McDonald's and Walmart help develop sustainable beef roadmap

21 August 2020

Non-profit The Nature Conservatory (TNC) has joined forces with McDonald’s and Walmart to develop a Roadmap for a Sustainable Beef System to raise supply chain standards.

The roadmap condenses scientific evidence related to beef production practices to help companies make supply chain improvements and track progress on environmental and other sustainability goals.

TNC said it partnered with the University of Minnesota to analyse McDonald’s beef and chicken supply chains and identify climate mitigation opportunities – a process which has led McDonald’s to build programmes with suppliers to meet its 31% greenhouse gas reduction goal. 

TNC worked with Walmart to identify opportunities and actions to improve sustainability in its beef supply.

Walmart US and Sam’s Club US, a chain of membership-only retail warehouse clubs owned by Walmart, said they plan to source fresh beef products more sustainably by 2025.

Walmart and its sister company aim to improve grazing management and soil health across 12m acres of land.

Other efforts will focus on animal welfare and responsible use of antibiotics, as well as helping suppliers improve grain sourcing and grazing management practices.

At the same time suppliers will be expected to uphold the animal welfare standards set by non-profit American Humane.

“We expect our suppliers will not tolerate animal abuse of any kind and support our position on the judicious use of antibiotics in farm animals,” said Walmart.

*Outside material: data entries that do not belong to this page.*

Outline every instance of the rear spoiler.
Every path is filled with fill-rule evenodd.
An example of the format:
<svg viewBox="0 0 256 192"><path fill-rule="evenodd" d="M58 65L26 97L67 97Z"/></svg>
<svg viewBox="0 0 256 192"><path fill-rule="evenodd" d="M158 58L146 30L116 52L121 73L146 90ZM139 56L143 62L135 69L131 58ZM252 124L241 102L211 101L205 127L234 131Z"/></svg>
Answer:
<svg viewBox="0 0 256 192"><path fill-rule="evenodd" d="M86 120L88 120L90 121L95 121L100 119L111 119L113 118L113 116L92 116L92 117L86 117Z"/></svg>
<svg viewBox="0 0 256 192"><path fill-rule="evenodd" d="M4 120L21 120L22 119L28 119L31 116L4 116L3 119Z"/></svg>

Suppliers will be encouraged to continuously improve their efforts to understand the entire beef production cycle and those who have a tech-enabled supply chain to measure sustainability impact at scale will be given priority.

“The infusion of modern technology may help beef suppliers measure the benefits of grazing and grain best practices, adaptively manage and offer a more accurate way to trace impact,” Walmart said.

“It can also help support beef suppliers’ efforts to better understand the environmental footprint of their supply chains, for instance using geographic and greenhouse gas indicators.”

TNC said: “Sustainability needs to be business-as-usual in the US beef industry in order to ensure long-term food production, economic security for ranchers and their communities, and a healthy environment for us all.

“Seeing some of the world’s largest purchasers of beef take proactive steps to achieve sustainability within their own supply chains signals tremendous momentum in that direction. Important strides are being made, but there’s still so much more to do.”